The ubiquity of motor scooters in Vietnam means that women often use them to get to work. But office attire isn’t exactly suitable for a lot of scooter seats, and especially for the pillion rider.

We saw this startling scenario fairly often… scooters dodging through traffic, female passengers completely relaxed and engrossed by the phone. Side-saddle.

Footpath? Sidewalk? Parking lot!

I guess it’s a sign of national progress that many people in Vietnam can afford scooters. But the national infrastructure hasn’t caught up, and so there’s approximately no parking lots. Luckily, there are sidewalks.

Pedestrians have to go between, through, and around, frequently stepping into the street. Where they are tooted at by more scooters.

Truckin’

The internet is awash in pictures of overloaded scooters in various places. We were impressed with this guy’s ingenuity and patience as he lashed this scaffolding to his trusty steed.

A few minutes later he came back for some long sections of pipe. He hoisted them on his shoulder and drove away one-handed. What could possibly go wrong?

Gas station

Most of the vehicles are scooters, and nobody has any spare coin, so most gas purchases are for like 1or 2 liters.

I get around

The modal vehicle in Ubud is a motor scooter, and they are driven with a fearless panache. But this 1960s era Holden Special lives just down the road from our villa and brings its own panache to the party.

This old scoot has scooted its last. It will be absorbed back into the jungle in a few years / decades.

Living Vi-car-iously

That, my friends, is a 1958 Mercedes 220S. It’s a nice-looking car, a model I didn’t know, and it happened to be parked up the street last weekend. We would look very fine, I said to Lee, driving down the road in a car like that.

Hmm, I continued, I wonder what something like that goes for. I mean, just for curiosity.

Well, it turns out there was one for sale by auction on TradeMe, and it further turned out the auction was ending in only a few hours.

When I first saw it, the bid was about $23,000. According to the listing, the for sale car is mostly rented out to bridal parties. The seller said it’s not especially original, not a show quality car at all, but clean and eminently drivable.

I spent the next few hours daydreaming. It was a lot of fun. But, as usual in these flights of automotive fancy, common sense prevailed.

I hope the new owner enjoys it in the years to come as much as I (and the 500+ others who followed this auction) did in those few hours.

Hot roddin’

Last weekend we loaded the tandem into the van (I can hear some people yawning already) and headed up to Orewa to check out the Te Ara Tahuna Estuary Cycleway and Walking Track.

The ride was lovely, although we got lost in subdivisions a couple of times (welcome to Orewa, where you can check out any time you want…)

But wait, there’s more! We were apparently the only people in New Zealand who didn’t know that Orewa over Anniversary weekend means hot rods. Lotsa lotsa hot rods.

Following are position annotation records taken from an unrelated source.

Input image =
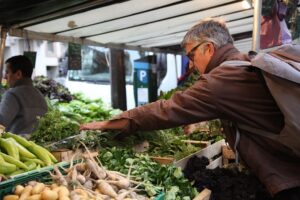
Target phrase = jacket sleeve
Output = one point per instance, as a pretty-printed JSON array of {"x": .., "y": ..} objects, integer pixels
[
  {"x": 9, "y": 108},
  {"x": 190, "y": 106}
]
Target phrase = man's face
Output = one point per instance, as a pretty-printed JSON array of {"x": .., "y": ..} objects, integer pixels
[
  {"x": 11, "y": 77},
  {"x": 199, "y": 54}
]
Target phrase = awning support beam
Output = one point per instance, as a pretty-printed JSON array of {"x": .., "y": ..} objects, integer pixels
[
  {"x": 66, "y": 39},
  {"x": 2, "y": 48}
]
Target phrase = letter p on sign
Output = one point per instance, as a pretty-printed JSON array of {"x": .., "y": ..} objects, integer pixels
[{"x": 143, "y": 76}]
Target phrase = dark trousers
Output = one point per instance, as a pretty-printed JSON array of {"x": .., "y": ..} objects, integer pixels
[{"x": 290, "y": 194}]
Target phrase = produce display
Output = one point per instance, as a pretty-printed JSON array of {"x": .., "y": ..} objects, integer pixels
[
  {"x": 53, "y": 126},
  {"x": 19, "y": 155},
  {"x": 85, "y": 180},
  {"x": 156, "y": 177},
  {"x": 52, "y": 89},
  {"x": 83, "y": 109}
]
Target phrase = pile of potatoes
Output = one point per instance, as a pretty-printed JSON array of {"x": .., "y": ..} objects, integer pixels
[{"x": 39, "y": 191}]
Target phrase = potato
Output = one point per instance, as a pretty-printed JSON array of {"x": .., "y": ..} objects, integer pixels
[
  {"x": 64, "y": 198},
  {"x": 35, "y": 197},
  {"x": 54, "y": 185},
  {"x": 38, "y": 188},
  {"x": 19, "y": 189},
  {"x": 11, "y": 197},
  {"x": 49, "y": 195},
  {"x": 32, "y": 183}
]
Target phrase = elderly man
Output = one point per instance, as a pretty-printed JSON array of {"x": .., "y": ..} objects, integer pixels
[
  {"x": 22, "y": 103},
  {"x": 236, "y": 95}
]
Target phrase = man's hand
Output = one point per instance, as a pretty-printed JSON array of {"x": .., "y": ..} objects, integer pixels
[{"x": 94, "y": 126}]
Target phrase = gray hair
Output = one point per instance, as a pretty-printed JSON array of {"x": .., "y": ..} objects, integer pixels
[{"x": 208, "y": 30}]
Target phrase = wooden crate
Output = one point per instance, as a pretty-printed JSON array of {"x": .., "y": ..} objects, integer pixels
[
  {"x": 63, "y": 155},
  {"x": 197, "y": 142},
  {"x": 210, "y": 152},
  {"x": 214, "y": 153}
]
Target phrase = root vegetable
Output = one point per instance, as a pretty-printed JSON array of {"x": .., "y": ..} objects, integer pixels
[
  {"x": 19, "y": 189},
  {"x": 26, "y": 192},
  {"x": 61, "y": 179},
  {"x": 97, "y": 170},
  {"x": 38, "y": 188},
  {"x": 63, "y": 191},
  {"x": 64, "y": 198},
  {"x": 54, "y": 185},
  {"x": 82, "y": 194},
  {"x": 75, "y": 196},
  {"x": 88, "y": 184},
  {"x": 81, "y": 178},
  {"x": 32, "y": 183},
  {"x": 122, "y": 183},
  {"x": 105, "y": 188},
  {"x": 11, "y": 197},
  {"x": 81, "y": 167},
  {"x": 49, "y": 195},
  {"x": 35, "y": 197}
]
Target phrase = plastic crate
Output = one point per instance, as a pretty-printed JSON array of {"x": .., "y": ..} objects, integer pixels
[{"x": 160, "y": 197}]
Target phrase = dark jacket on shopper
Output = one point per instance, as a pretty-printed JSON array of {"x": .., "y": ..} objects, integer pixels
[
  {"x": 20, "y": 106},
  {"x": 234, "y": 94}
]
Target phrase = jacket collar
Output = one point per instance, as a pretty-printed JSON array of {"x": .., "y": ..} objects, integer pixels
[
  {"x": 23, "y": 81},
  {"x": 226, "y": 52}
]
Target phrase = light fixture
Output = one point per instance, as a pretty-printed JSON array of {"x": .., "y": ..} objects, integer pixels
[{"x": 247, "y": 4}]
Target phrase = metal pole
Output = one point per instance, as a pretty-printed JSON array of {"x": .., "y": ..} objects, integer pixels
[
  {"x": 2, "y": 48},
  {"x": 256, "y": 25}
]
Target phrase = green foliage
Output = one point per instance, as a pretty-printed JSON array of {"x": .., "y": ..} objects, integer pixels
[
  {"x": 83, "y": 109},
  {"x": 156, "y": 177},
  {"x": 52, "y": 89},
  {"x": 53, "y": 126}
]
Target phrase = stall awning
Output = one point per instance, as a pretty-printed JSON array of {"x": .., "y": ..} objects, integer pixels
[{"x": 134, "y": 23}]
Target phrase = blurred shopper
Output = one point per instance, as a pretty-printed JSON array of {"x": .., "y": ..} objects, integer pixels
[
  {"x": 21, "y": 104},
  {"x": 234, "y": 94}
]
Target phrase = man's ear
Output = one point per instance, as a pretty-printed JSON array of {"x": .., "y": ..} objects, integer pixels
[
  {"x": 19, "y": 74},
  {"x": 211, "y": 49}
]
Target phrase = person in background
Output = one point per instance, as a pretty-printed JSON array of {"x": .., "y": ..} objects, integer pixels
[
  {"x": 236, "y": 95},
  {"x": 21, "y": 104}
]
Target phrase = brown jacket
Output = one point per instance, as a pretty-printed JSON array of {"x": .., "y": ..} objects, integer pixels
[{"x": 235, "y": 94}]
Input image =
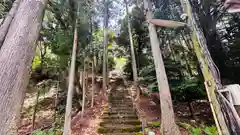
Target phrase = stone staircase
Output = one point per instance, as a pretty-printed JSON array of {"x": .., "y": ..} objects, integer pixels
[{"x": 119, "y": 116}]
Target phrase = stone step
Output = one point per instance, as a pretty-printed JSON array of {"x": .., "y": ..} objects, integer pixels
[
  {"x": 119, "y": 128},
  {"x": 121, "y": 105},
  {"x": 125, "y": 116},
  {"x": 115, "y": 109},
  {"x": 121, "y": 101},
  {"x": 134, "y": 133},
  {"x": 130, "y": 122},
  {"x": 119, "y": 112},
  {"x": 120, "y": 98}
]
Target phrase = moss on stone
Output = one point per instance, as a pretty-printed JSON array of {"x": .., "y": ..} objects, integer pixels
[{"x": 184, "y": 125}]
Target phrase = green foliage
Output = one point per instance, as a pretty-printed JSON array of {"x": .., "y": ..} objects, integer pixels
[
  {"x": 195, "y": 131},
  {"x": 48, "y": 132},
  {"x": 36, "y": 62},
  {"x": 211, "y": 130}
]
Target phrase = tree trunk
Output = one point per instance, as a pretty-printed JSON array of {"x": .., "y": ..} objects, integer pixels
[
  {"x": 93, "y": 82},
  {"x": 16, "y": 56},
  {"x": 105, "y": 51},
  {"x": 67, "y": 122},
  {"x": 191, "y": 109},
  {"x": 134, "y": 66},
  {"x": 35, "y": 110},
  {"x": 7, "y": 21},
  {"x": 84, "y": 89},
  {"x": 168, "y": 125},
  {"x": 55, "y": 109},
  {"x": 208, "y": 70}
]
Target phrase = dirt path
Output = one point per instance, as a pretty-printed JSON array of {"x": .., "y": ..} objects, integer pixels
[{"x": 89, "y": 123}]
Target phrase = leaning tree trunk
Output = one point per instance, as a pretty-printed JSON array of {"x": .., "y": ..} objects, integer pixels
[
  {"x": 35, "y": 110},
  {"x": 105, "y": 51},
  {"x": 209, "y": 71},
  {"x": 16, "y": 56},
  {"x": 7, "y": 21},
  {"x": 93, "y": 81},
  {"x": 84, "y": 89},
  {"x": 134, "y": 66},
  {"x": 168, "y": 125},
  {"x": 67, "y": 122}
]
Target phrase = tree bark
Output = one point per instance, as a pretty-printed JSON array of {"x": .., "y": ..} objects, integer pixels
[
  {"x": 93, "y": 81},
  {"x": 16, "y": 56},
  {"x": 55, "y": 109},
  {"x": 35, "y": 110},
  {"x": 208, "y": 69},
  {"x": 84, "y": 90},
  {"x": 168, "y": 125},
  {"x": 105, "y": 51},
  {"x": 134, "y": 65},
  {"x": 67, "y": 122},
  {"x": 7, "y": 21}
]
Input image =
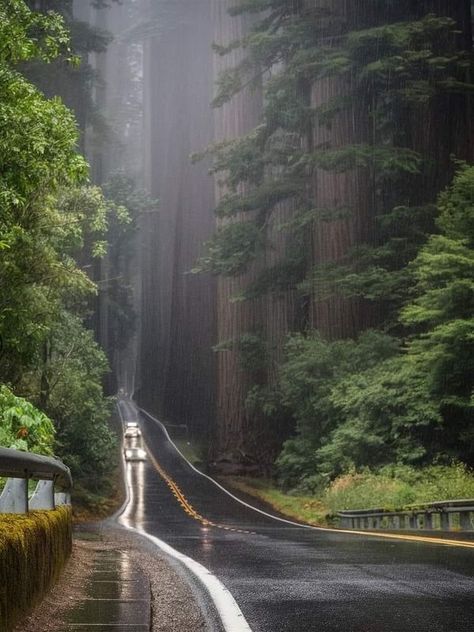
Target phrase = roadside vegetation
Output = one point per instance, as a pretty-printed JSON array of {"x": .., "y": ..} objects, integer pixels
[
  {"x": 54, "y": 227},
  {"x": 390, "y": 488}
]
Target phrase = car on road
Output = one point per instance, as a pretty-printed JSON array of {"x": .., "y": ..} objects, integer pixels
[{"x": 135, "y": 454}]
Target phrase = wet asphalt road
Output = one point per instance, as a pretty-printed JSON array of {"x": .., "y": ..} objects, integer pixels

I’m not really a hot rod guy, mostly for political/ snobbery reasons… those are, for the most part, not my people. But OMG the cars are magnificent. The giant engines, clean enough to eat off. You can reach into the metal-flake paint jobs up to your elbow. It’s all good: the ball fringe, the greasy food truck smells, the Betty Boop costumes.

And of course it’s almost all Americana. There were maybe 5 or 10% right hand drive cars… the rest was pure Detroit. There were more Mustangs and Camaros than anything else. We pulled in to the sounds of Johnny Cash, and later saw a very convincing Polynesian Elvis grinding away on the little bandshell stage, mopping his face in the heat.

Part of me does wonder, back to the political/ snobbery discussion, whether there’s a need for some additional work so that the next generation of li’l rodders is more fully empowered and socially tolerant than those that came before. But in the meantime, listen to that engine roar!!

Car-isma

Walking to and from work I see what I would consider exotic cars pretty much every day. Bentleys and Ferraris and Lambos, oh my. And on the weekends it gets even better, as people bring out their pampered beauties to see and be seen.

But that doesn’t mean it’s all like that for everybody…

Plenty of people still rely on duct tape for repairs. Even liability auto insurance is not mandatory here, much less full coverage, since the medical side of things is covered by the state. So, even more people here pay for their own bodywork (which is called ‘panelbeating’ which is a really great word), window replacements, etc.

This spectacularly ugly Ford Escort was first registered in about 1977, based on its license plate. In NZ, since there are no states, there’s only one sequence of plates… two letters followed by up to three numbers started in 1964, with AA plates. The plates flipped from black to white in 1981, somewhere around the letter M. They ran out of numbers in 2000 and started over in 2001 with three letters. Our car registered this year is LNE… so the current numbering will last for quite a few more years.

Stuck on you

Not our white minivan, to be sure, but a sight that makes you think about how differences in the expression of that one little gene for “impulse control” can have a lasting impact on a person’s life.